Sebagai contoh yang paling konkrit adalah semakin tergerusnya otoritarisme seorang kiai pada pesantrennya, ketika sistem yayasan dari masyarakat mulai dianut oleh pesantren, sebagai wujud dari penyesuaian itu. Searah hal ini, nilai tawadlu’ dari seorang santri terhadap kiai juga semakin berkurang, entah sebagai akibat pengaruh dari luar atau dari sosok kiai itu sendiri yang dianggap tidak mampu memberi nilai barakah.

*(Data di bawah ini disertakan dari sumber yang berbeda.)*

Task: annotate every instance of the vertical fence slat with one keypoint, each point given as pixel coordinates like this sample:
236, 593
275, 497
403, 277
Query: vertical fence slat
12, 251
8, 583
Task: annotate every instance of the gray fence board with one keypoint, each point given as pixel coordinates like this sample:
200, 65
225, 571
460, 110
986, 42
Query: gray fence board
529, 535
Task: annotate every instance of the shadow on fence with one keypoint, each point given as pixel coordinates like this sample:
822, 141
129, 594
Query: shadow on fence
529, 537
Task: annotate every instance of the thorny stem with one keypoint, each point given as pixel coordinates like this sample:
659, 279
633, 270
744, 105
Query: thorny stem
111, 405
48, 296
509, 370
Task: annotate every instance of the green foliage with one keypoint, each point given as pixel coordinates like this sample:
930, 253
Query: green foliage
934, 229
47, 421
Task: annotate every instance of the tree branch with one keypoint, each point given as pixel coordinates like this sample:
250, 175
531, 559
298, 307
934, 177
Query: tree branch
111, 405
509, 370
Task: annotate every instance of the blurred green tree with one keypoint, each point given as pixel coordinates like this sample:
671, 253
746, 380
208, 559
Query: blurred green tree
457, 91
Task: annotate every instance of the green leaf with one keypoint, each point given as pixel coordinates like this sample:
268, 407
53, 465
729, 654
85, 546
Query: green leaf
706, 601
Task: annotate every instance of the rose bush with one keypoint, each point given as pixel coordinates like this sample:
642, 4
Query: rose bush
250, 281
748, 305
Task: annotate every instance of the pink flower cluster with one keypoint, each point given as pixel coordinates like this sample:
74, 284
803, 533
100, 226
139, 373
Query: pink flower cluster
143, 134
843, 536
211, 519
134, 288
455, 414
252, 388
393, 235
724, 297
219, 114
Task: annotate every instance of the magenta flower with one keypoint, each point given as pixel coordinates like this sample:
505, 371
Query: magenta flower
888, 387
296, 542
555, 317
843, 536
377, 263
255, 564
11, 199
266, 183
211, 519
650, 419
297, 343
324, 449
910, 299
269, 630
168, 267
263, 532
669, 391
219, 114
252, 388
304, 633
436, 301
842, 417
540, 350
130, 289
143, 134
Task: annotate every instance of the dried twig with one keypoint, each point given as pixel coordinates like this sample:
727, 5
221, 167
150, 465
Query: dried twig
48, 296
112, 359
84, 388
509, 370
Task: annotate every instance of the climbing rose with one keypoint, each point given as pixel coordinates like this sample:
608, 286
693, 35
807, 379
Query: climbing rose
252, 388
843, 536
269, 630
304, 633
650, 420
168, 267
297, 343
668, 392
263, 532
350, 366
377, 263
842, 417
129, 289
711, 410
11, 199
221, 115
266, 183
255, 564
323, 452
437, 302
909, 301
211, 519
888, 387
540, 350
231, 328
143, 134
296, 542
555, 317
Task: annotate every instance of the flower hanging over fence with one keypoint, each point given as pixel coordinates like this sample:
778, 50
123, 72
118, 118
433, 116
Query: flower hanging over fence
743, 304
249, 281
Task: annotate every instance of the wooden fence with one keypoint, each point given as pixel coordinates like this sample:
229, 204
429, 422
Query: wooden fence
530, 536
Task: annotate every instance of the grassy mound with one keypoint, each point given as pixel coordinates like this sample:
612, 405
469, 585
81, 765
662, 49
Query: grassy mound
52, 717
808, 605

Berhubungan dengan sistem pendidikan yang ikut berubah, hal ini ikut merubah cara kehidupan santri yang unik, dan tentunya perubahan nilai tidak bisa dicegah. Seperti dewasa ini, pesantren di pesisir utara Jawa Tengah cenderung dalam mendirikan institusi pendidikan SMK (kejuruan), karena memang sistem SMK ini menjadi pilihan yang paling diminati masyarakat. Tapi ternyata hal ini malah mendorong masuknya nilai-nilai luar pesantren lebih gencar merasuk pada para santri, tentunya nilai-nilai ini cenderung merusak, termasuk nilai dari remaja luar pesantren yang selalu membangkang dan ingin kebebasan yang sebebas-bebasnya. Dan ini riil terjadi, menurut pengamatan penulis.
Jadi, disini jika di kalkulasikan proses transformasi yang riil terjadi adalah lebih banyak dari masyarakat ke pesantren dari pada sebaliknya. Apa hal ini tidak menjadi masalah ketika memang yang ditumpukan untuk bertransformasi ke masyarakat adalah nilai minimal yang telah disebutkan di atas? Yang berarti subkultur tidak menjadi hal yang perlu dijaga?
Mungkin hanya Gus Dur, Zaman dan Allah yang mengetahui dan bisa menjawab ini. Wassalam.